One of the trademark features of Brothers in Arms is its storyline, which combines historical battles and settings with fictional characters and cutscenes. In one scene in the demonstration, Sgt. Baker finds a lone pair of glasses laying on a table during a break in the action, which triggers a macabre flashback sequence centered around a character's death from earlier in the series. Apparently Baker will be dealing with some mental trauma after having run through half of World War 2, and the game will reflect that with a seemingly surreal plot. Never the biggest fan of the series' attempts at engrossing historical fiction, I came away from the demonstration feeling optimistic about this new, darker shift in tone.

After Shedd had been all he could be, it was my turn at the controls. I always get a little giddy while in God-mode. Tearing through the demonstration level at high speed, the power completely gone to my head, I could sense that the tactical battlefield was not evolving in an intended fashion. They made excuses for me later. "That level is really set up for us, with timed spawns that we could anticipate. You were at a disadvantage." Shamed, yet enlightened, my play-through of Hell's Highway was at the very least eventful.

The game handles in much the same way as the original entries, but the new cover system allows for greater control over the character. This is very much appreciated when you have an enemy squad bearing down on your position and your fire team is playing cards behind a shrub. Encountering the same white picket fence that Shedd had dispatched earlier, I chose to hide behind it instead, wallowing in my fear. Unfortunately the Nazis had other ideas, and began to blow away the fence piece by piece, cutting each individual post down to a nub. An interesting effect, and one which consequently triggered another: if the player ever puts himself in the enemy's line of sight, the entire screen will turn a blood red in warning. This threat indicator was extremely helpful in letting me know just how futile it still is to run-and-gun through a Brothers in Arms game, despite the more action-focused additions.

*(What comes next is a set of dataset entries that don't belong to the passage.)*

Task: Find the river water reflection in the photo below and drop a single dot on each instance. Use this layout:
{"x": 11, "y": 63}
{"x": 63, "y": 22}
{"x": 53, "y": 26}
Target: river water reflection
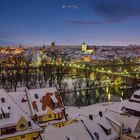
{"x": 98, "y": 95}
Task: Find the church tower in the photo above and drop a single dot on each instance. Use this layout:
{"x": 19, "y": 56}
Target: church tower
{"x": 84, "y": 47}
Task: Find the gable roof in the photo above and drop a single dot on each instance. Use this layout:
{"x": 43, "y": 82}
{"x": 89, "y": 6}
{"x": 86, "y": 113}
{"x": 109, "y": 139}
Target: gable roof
{"x": 40, "y": 100}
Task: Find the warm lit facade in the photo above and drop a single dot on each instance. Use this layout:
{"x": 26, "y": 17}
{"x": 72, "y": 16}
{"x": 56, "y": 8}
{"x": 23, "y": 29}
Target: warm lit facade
{"x": 45, "y": 105}
{"x": 14, "y": 123}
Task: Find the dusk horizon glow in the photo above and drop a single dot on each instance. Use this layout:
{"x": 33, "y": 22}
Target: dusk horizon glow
{"x": 69, "y": 22}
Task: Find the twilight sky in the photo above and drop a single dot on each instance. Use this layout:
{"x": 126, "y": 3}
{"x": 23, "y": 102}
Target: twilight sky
{"x": 99, "y": 22}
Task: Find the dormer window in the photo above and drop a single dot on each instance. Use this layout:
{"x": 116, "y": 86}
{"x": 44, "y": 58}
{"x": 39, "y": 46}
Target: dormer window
{"x": 36, "y": 96}
{"x": 56, "y": 105}
{"x": 137, "y": 96}
{"x": 7, "y": 115}
{"x": 3, "y": 100}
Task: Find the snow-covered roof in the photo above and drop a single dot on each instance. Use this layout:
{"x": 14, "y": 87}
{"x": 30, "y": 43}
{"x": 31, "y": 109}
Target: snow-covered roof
{"x": 54, "y": 98}
{"x": 36, "y": 101}
{"x": 14, "y": 114}
{"x": 19, "y": 97}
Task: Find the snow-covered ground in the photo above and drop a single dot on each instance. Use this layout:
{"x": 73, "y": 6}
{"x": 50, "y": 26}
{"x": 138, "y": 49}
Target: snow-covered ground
{"x": 84, "y": 112}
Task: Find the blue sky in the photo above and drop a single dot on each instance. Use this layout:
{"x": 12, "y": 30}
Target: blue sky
{"x": 99, "y": 22}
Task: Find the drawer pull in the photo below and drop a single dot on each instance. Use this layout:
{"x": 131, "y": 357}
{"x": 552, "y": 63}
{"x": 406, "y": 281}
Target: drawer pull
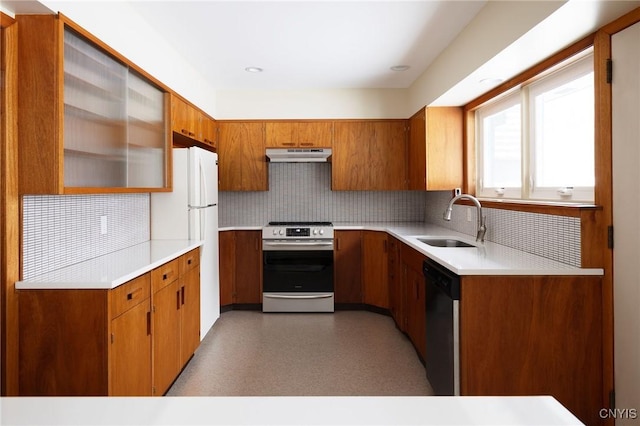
{"x": 131, "y": 295}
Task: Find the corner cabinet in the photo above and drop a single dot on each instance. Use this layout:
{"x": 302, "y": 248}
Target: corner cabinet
{"x": 241, "y": 156}
{"x": 369, "y": 155}
{"x": 435, "y": 158}
{"x": 89, "y": 121}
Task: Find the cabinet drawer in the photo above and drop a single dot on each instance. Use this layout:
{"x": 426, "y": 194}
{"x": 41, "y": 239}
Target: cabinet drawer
{"x": 129, "y": 294}
{"x": 189, "y": 261}
{"x": 165, "y": 274}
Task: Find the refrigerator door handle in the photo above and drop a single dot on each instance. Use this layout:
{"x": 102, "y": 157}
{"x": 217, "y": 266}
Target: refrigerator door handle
{"x": 202, "y": 207}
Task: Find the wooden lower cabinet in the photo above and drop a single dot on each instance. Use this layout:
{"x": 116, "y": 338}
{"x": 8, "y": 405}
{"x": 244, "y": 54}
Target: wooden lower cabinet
{"x": 176, "y": 318}
{"x": 240, "y": 267}
{"x": 132, "y": 340}
{"x": 413, "y": 321}
{"x": 375, "y": 267}
{"x": 396, "y": 289}
{"x": 534, "y": 335}
{"x": 347, "y": 267}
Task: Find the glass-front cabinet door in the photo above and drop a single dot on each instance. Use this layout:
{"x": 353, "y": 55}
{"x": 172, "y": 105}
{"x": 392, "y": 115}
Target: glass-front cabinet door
{"x": 114, "y": 122}
{"x": 89, "y": 120}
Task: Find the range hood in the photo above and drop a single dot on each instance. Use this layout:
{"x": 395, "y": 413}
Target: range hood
{"x": 298, "y": 155}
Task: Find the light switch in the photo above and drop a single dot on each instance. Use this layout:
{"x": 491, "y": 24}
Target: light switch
{"x": 103, "y": 225}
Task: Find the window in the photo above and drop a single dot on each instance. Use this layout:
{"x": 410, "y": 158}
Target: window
{"x": 537, "y": 142}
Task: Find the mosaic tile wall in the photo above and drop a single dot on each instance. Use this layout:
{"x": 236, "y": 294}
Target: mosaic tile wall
{"x": 62, "y": 230}
{"x": 302, "y": 191}
{"x": 553, "y": 237}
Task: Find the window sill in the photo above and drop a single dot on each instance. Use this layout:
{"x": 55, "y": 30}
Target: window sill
{"x": 543, "y": 207}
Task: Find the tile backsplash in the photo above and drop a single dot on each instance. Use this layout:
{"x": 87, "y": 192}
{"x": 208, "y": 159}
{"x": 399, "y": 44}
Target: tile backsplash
{"x": 550, "y": 236}
{"x": 302, "y": 191}
{"x": 59, "y": 231}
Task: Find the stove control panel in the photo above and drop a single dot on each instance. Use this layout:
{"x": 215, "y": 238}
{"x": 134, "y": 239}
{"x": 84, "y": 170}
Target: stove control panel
{"x": 297, "y": 232}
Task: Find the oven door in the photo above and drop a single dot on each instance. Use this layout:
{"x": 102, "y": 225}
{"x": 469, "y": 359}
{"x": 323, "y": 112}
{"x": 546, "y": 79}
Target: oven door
{"x": 297, "y": 276}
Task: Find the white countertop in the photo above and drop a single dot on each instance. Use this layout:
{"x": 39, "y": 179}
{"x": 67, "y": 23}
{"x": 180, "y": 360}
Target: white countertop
{"x": 485, "y": 259}
{"x": 113, "y": 269}
{"x": 442, "y": 410}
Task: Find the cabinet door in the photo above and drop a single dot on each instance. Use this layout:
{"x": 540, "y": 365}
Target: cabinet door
{"x": 131, "y": 352}
{"x": 395, "y": 282}
{"x": 388, "y": 156}
{"x": 347, "y": 267}
{"x": 280, "y": 134}
{"x": 318, "y": 134}
{"x": 227, "y": 255}
{"x": 350, "y": 157}
{"x": 190, "y": 313}
{"x": 375, "y": 269}
{"x": 241, "y": 156}
{"x": 415, "y": 303}
{"x": 435, "y": 149}
{"x": 166, "y": 336}
{"x": 248, "y": 267}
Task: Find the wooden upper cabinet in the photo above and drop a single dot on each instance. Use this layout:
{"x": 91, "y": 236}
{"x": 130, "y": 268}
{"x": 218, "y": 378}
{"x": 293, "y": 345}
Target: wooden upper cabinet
{"x": 241, "y": 156}
{"x": 185, "y": 119}
{"x": 369, "y": 155}
{"x": 435, "y": 149}
{"x": 89, "y": 121}
{"x": 299, "y": 134}
{"x": 191, "y": 126}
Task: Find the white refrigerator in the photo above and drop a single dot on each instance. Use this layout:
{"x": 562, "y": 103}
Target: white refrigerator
{"x": 191, "y": 212}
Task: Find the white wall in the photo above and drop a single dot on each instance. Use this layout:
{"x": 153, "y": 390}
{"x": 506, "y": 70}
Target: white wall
{"x": 363, "y": 103}
{"x": 496, "y": 26}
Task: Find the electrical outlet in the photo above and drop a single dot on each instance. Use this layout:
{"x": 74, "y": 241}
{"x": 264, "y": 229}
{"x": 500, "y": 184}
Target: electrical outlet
{"x": 103, "y": 225}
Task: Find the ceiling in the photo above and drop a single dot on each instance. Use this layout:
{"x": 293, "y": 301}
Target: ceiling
{"x": 309, "y": 44}
{"x": 352, "y": 44}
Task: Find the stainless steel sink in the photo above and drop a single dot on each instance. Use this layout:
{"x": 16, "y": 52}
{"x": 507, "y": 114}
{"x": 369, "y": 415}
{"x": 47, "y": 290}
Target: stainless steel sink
{"x": 444, "y": 242}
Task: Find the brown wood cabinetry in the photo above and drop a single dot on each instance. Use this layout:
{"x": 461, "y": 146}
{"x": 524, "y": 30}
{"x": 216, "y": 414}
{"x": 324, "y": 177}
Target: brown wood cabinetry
{"x": 533, "y": 335}
{"x": 414, "y": 302}
{"x": 299, "y": 134}
{"x": 241, "y": 156}
{"x": 369, "y": 155}
{"x": 375, "y": 267}
{"x": 132, "y": 340}
{"x": 190, "y": 125}
{"x": 396, "y": 294}
{"x": 84, "y": 113}
{"x": 435, "y": 149}
{"x": 86, "y": 342}
{"x": 176, "y": 317}
{"x": 347, "y": 267}
{"x": 240, "y": 267}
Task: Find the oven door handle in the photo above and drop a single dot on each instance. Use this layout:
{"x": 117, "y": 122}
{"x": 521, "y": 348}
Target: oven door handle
{"x": 279, "y": 245}
{"x": 302, "y": 296}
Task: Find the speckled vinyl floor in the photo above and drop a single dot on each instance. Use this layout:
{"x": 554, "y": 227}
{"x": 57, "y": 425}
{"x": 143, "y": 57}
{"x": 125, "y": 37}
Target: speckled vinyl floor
{"x": 348, "y": 353}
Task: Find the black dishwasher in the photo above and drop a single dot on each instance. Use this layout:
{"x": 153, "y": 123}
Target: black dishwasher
{"x": 442, "y": 360}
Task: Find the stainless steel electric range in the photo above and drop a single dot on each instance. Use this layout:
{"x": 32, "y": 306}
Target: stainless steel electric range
{"x": 297, "y": 267}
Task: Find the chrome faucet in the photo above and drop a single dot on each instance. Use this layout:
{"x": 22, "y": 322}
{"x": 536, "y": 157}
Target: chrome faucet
{"x": 482, "y": 228}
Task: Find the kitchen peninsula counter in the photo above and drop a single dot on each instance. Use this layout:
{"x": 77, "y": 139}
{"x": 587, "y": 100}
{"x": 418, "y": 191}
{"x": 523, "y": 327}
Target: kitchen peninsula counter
{"x": 113, "y": 269}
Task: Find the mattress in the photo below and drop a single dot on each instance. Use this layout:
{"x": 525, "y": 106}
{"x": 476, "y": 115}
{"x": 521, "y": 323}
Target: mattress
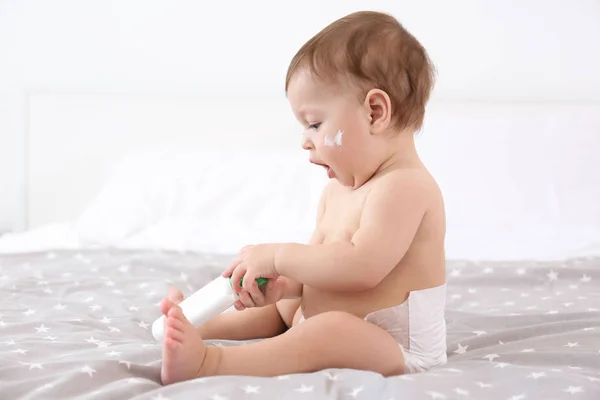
{"x": 76, "y": 324}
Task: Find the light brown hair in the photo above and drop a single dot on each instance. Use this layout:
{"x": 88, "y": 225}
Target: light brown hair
{"x": 373, "y": 50}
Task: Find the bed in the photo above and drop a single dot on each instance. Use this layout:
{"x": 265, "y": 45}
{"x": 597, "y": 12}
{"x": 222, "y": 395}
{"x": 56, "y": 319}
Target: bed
{"x": 81, "y": 285}
{"x": 76, "y": 324}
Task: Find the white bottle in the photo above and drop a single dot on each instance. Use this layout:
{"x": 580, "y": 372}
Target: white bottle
{"x": 205, "y": 304}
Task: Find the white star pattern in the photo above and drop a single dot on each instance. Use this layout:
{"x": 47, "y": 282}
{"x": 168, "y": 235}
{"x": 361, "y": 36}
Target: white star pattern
{"x": 435, "y": 395}
{"x": 518, "y": 397}
{"x": 461, "y": 392}
{"x": 491, "y": 357}
{"x": 461, "y": 349}
{"x": 543, "y": 290}
{"x": 574, "y": 389}
{"x": 88, "y": 370}
{"x": 252, "y": 389}
{"x": 536, "y": 375}
{"x": 305, "y": 389}
{"x": 143, "y": 324}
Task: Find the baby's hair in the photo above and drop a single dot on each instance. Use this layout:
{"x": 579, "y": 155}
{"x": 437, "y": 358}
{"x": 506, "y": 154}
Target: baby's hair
{"x": 367, "y": 50}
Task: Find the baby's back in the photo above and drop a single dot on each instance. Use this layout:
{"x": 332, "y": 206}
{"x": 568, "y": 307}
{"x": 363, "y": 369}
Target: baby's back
{"x": 421, "y": 267}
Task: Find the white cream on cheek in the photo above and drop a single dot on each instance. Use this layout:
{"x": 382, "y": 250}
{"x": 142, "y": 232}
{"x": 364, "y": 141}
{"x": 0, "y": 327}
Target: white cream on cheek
{"x": 334, "y": 141}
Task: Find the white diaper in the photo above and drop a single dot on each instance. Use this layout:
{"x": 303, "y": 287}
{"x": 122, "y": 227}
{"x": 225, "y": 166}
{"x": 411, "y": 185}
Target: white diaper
{"x": 419, "y": 327}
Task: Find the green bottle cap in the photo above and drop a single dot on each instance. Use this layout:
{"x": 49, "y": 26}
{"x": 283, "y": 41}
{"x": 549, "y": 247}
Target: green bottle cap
{"x": 261, "y": 281}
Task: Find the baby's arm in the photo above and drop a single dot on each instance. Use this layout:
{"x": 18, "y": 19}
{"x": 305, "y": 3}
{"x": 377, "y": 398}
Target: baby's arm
{"x": 390, "y": 219}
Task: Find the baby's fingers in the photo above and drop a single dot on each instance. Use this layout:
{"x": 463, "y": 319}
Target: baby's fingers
{"x": 246, "y": 300}
{"x": 274, "y": 290}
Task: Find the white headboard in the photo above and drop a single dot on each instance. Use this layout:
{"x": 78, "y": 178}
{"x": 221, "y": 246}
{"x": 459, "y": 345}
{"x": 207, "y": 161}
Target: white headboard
{"x": 527, "y": 168}
{"x": 74, "y": 138}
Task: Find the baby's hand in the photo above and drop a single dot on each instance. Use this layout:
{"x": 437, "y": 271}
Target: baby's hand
{"x": 271, "y": 293}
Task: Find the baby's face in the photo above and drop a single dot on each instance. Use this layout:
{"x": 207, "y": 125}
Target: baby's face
{"x": 336, "y": 126}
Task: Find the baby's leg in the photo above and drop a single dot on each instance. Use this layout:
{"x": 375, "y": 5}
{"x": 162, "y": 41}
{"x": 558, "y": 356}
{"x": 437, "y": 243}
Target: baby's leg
{"x": 329, "y": 340}
{"x": 252, "y": 323}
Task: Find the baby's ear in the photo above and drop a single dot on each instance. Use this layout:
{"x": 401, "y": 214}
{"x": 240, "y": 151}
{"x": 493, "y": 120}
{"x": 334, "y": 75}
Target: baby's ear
{"x": 379, "y": 107}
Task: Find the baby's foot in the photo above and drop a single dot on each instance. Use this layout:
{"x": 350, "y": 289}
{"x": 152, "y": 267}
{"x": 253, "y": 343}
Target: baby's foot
{"x": 183, "y": 350}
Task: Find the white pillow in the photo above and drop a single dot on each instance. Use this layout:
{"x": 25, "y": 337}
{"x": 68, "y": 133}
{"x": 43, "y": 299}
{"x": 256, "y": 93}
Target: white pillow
{"x": 204, "y": 200}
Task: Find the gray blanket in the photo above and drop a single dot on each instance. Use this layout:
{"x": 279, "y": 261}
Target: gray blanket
{"x": 77, "y": 325}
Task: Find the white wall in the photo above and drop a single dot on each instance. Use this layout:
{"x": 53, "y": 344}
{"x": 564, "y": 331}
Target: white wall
{"x": 529, "y": 50}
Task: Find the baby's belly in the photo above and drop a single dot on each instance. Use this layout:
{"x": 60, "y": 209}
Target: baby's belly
{"x": 316, "y": 302}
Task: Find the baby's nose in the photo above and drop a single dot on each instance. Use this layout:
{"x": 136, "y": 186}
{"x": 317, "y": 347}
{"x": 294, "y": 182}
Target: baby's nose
{"x": 307, "y": 143}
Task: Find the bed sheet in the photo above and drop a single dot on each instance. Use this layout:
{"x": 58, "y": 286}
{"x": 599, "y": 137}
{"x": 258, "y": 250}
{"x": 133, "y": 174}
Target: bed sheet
{"x": 76, "y": 324}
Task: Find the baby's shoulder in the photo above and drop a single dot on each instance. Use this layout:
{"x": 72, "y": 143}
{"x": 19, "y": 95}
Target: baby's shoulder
{"x": 417, "y": 180}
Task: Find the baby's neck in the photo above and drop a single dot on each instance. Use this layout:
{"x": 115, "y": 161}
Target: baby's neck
{"x": 402, "y": 154}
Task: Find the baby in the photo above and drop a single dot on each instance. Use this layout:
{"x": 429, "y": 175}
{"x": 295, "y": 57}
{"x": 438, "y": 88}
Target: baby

Wardwell confided that Gearbox will likely release the software development kit with the PC version of the game, allowing players access to level building software, but that it is by no means guaranteed at this point. He also was careful to note that the multiplayer component is still heavily under development, but mentioned that it will break from the previous games in featuring all-human players in team and free-for-all scenarios.

Having only played the original Brothers in Arms, I didn't know what to expect going into this demonstration. Rather than reacting badly to the changes, which may at first seem geared toward mainstream players, I found them to be a logical and welcome addition to the series. With a solid list of improvements to an already acclaimed series, Hell's Highway has enormous potential if the developers can adequately polish the game by release.

Ubisoft Entertainment plans to ship Brothers in Arms: Hell's Highway for PC, Xbox 360, and Playstation 3 later this year.